Project (3): K+ Signaling dynamics of Na+/Ca2+-activated K+ channel complexes in health and disease
PI: Robert Lukowski
Co-worker: Lucas Matt, Ying Zhang
It has been widely recognized that the Ca2+-activated K+ channel (KCa) of big (BK, Slo1, MaxiK) and intermediate (IK, KCa3.1) are involved in neuronal-, cardio-vascular, metabolic and immune functions and dysfunctions. In human diseases, changes in expression levels, altered configurations of the KCa ion channel complexes and their activity have been identified, indicating that they represent promising targets for future drug therapies of hypertension, obesity, autoimmune diseases and cancer. Our available gene-targeted KCa mouse models are insufficient to fully explore the cellular mechanisms by which IK, BK and their respective partner proteins affect the pathophysiology of these disorders. Since the role of ion channels critically depend on their integration into protein complexes, a comprehensive approach towards the identification of cell specific KCa signalling complexes in native tissues at the patho-/physiological level would be desired. Hence, novel strategies and tools are needed for future studies. Herein, we aim to establish a highly versatile system, which is based on a combination of state-of-the-art BAC transgenesis, small protein anchors and our previously introduced KCa-deficient mouse lines. The BAC-driven expression of un-/modified channels will permit a highly cell type specific reconstitution of the KCa proteins on a BK- or IK-negative mouse background. Using this strategy it is one aim of this project to rescue given disorders of the mutant mouse lines, which closely resemble specific aspects of the related human diseases. At the same time, the attached Strep/FLAG tandem affinity purification (SF-TAP) epitope will allow an efficient enrichment and the rapid isolation of high-purity channel complexes for the proteomic analyses by LC-MS/MS. Together, these studies should uncover the cell-context specific signalling networks defined by the BK and IK, the dynamic changes of their interactomes, and post-translation modifications of the channels providing important clues about their role in biology and pathophysiology.
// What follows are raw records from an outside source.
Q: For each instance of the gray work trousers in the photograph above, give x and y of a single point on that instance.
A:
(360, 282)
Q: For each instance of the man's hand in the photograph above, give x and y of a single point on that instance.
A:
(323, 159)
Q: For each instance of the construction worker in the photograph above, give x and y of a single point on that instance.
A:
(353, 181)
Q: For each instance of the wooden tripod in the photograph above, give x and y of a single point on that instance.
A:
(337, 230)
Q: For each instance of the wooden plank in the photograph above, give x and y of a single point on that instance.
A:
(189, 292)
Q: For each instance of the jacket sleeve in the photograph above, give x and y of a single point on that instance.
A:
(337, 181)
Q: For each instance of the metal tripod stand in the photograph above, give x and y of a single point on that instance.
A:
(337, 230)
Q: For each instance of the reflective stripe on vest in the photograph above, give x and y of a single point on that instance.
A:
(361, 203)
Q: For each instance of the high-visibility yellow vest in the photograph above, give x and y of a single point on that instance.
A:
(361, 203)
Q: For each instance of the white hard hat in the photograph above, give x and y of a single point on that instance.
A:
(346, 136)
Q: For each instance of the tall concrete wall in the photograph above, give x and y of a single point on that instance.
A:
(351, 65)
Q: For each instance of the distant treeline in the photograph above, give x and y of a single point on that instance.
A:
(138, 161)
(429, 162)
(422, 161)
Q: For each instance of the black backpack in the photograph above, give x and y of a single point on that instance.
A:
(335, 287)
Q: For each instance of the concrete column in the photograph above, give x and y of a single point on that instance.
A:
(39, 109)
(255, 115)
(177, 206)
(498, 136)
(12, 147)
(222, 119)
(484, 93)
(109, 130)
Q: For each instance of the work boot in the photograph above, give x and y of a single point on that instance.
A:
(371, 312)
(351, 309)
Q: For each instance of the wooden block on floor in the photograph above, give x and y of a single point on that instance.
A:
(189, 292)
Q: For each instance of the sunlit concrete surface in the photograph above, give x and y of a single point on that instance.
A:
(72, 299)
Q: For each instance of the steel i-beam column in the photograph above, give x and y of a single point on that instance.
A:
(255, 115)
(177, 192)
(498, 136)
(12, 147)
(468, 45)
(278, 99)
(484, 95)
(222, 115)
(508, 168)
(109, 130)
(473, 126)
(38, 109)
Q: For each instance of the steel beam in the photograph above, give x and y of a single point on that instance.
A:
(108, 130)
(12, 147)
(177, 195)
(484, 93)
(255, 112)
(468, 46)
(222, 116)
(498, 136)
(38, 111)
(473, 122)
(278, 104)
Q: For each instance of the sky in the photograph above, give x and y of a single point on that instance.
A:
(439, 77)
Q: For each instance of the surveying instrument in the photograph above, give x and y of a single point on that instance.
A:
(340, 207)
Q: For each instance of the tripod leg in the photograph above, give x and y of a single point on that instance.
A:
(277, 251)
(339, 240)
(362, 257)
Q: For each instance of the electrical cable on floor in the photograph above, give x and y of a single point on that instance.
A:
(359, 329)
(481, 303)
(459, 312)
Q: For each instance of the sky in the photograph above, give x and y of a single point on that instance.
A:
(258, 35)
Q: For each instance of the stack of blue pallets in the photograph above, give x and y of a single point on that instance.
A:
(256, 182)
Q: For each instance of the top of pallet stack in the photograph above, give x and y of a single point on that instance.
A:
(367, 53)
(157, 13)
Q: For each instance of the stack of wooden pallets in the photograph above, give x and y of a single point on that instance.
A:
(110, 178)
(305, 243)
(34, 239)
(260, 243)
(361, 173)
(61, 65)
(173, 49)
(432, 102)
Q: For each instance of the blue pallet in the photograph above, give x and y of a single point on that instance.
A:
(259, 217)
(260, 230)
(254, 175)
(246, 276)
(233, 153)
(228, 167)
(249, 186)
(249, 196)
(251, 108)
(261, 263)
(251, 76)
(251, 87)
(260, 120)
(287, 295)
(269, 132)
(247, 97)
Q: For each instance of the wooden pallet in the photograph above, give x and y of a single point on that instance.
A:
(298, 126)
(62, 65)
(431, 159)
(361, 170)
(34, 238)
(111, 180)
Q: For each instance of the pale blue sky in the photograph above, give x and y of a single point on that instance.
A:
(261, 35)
In a complementary approach we use innovative Förster resonance energy transfer (FRET)-based K+ -binding probes, which allow us to perform reliable and reproducible measurements of K+ dynamics within living cells, various extracellular compartments and living animals. These K+-biosensors called GEPIIs will help us to understand if and how pharmacological modulators of K+ channels affect global and sub-/cellular K+ dynamics and how these dynamics correlate with different cell functions in health and disease (Bischof et al., 2017).